Suppose we play the following simple game on the 5-by-5 grid of squares shown at right.
• Begin with your game piece on the upper left square (marked "S" for "Start").
• You move your game piece by flipping a coin:
o If the coin comes up "heads", you move one square to the right.
o If it comes up "tails", you move one square down.
o If you are on the right edge and get "heads", you do nothing and wait for the next coin flip. Similarly if you are on the bottom row and get "tails".
• You keep moving until you either
o lose by landing on one of the red squares along the diagonal, or
o win by arriving safely at the lower right corner (marked "F" for "Finish").
Your challenge this week is to calculate the probability that you will win this game. Assume that the coin you flip is a fair one.
Answer by richard1234(7193) About Me  (Show Source):
You can put this solution on YOUR website!
You lose if and only if the number of heads flipped equals the numbers of tails flipped (and does not equal 4). This means, a sequence such as HT or HHTT or HHTHTT loses.

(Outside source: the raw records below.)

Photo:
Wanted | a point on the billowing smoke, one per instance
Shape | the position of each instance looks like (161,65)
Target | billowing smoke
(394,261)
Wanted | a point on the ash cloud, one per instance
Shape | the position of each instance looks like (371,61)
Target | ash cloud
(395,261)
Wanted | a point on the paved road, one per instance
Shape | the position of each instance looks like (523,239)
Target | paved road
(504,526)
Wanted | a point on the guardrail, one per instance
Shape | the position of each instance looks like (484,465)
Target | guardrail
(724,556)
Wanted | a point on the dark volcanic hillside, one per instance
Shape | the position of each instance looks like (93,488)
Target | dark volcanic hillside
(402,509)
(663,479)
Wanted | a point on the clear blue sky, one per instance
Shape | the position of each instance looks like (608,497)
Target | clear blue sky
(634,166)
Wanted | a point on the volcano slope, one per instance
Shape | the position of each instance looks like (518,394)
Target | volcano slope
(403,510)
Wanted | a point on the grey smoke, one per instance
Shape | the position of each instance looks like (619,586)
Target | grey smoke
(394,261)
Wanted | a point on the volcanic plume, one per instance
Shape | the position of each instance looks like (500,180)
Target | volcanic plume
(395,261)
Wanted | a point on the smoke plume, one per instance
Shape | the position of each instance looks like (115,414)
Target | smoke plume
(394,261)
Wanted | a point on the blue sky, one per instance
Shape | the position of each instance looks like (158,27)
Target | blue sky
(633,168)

We can easily find the probability of losing on the second coin flip. Out of 4 possible sequences HH, HT, TH, TT, two of them (HT, TH) lose. Therefore the probability is 1/2.

Finding the probability of losing on the fourth coin flip is a bit tricky. We need to find the probability of obtaining two H's and two T's, provided that the first two flips do not yield one head and one tail. Here, the only possible cases are HHTT and TTHH. There are 2^4 = 16 four-flip sequences, but we must ignore ones beginning with TH and HT (since these already lose), so there are only eight four-flip sequences. The probability here is 2/8 = 1/4.

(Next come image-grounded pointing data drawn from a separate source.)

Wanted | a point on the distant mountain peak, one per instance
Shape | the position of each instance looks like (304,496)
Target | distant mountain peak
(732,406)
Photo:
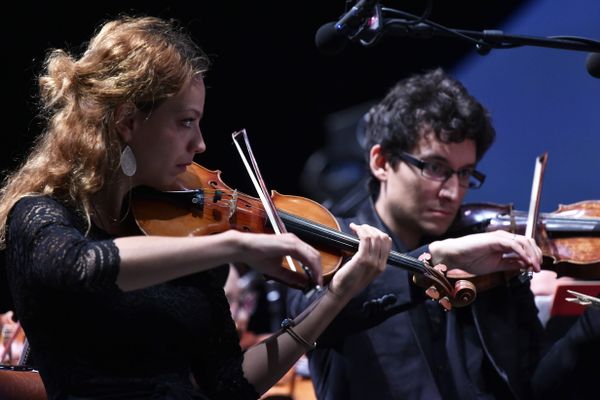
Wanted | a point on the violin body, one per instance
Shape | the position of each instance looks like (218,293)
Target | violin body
(568,237)
(221,208)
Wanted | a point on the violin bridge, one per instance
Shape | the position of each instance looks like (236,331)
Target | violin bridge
(233,203)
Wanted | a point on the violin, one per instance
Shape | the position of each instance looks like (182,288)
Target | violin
(568,237)
(208,206)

Now we need to find the probability of losing on the sixth coin flip. Here, we need to obtain three H's and three T's, provided that the first two flips are not T,H and the first four flips are not T,T,H,H in some order. This appears tricky, but we can make it easier by analyzing the only possible sequences for the first four flips.

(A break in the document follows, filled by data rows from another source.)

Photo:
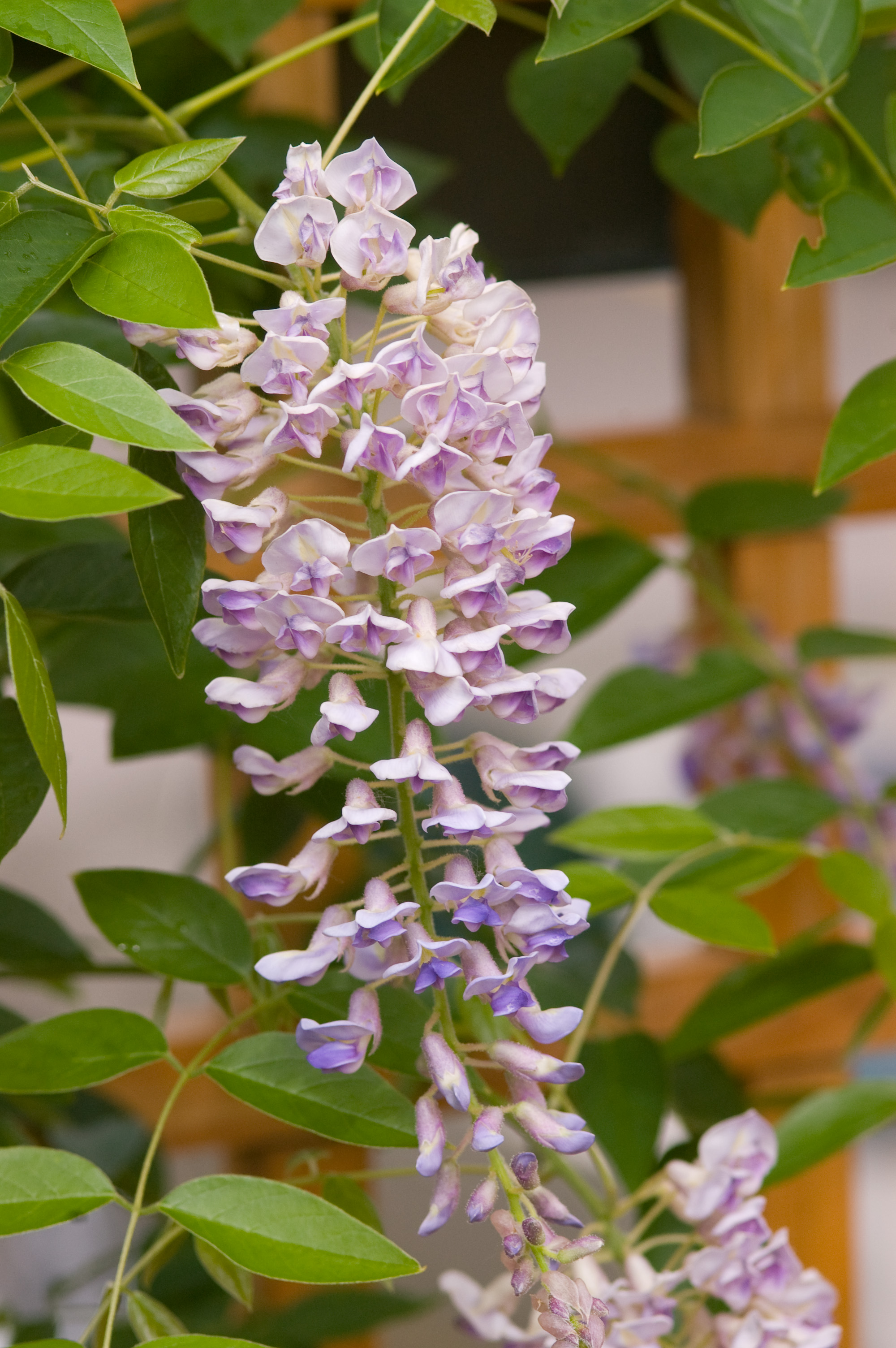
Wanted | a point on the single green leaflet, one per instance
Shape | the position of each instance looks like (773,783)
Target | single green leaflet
(35,699)
(41,1188)
(284,1232)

Note that we cannot begin with TH, HT, or TTHH, HHTT. Here, we must begin with either TTHT, TTTH, or HHTH, HHHT. Note that since each of these sub-sequences contains either three T's or three H's, the other two flips will be uniquely determined. Therefore the only possible losing sequences are

TTHTHH
TTTHHH
HHTHTT
HHHTTT (4 sequences)

There are 2^6 = 64 possible sequences of length six. However, we must subtract those sequences which begin HT, TH, HHTT, TTHH. These subsequences are disjoint, and it can be checked that there are 16, 16, 4, and 4 sequences with these characteristics respectively (see why?). Therefore the number of possible sequences of length six is 64 - 16 - 16 - 4 - 4 = 24. The probability of losing on the sixth coin flip is 4/24 = 1/6.

It is impossible to lose on the eighth coin flip because we either would have won, or would have been hitting the sides of the checkerboard. Therefore the probability of losing is 1/2 + 1/4 + 1/6 = 11/12, so the probability of winning is 1 - 11/12 = 1/12.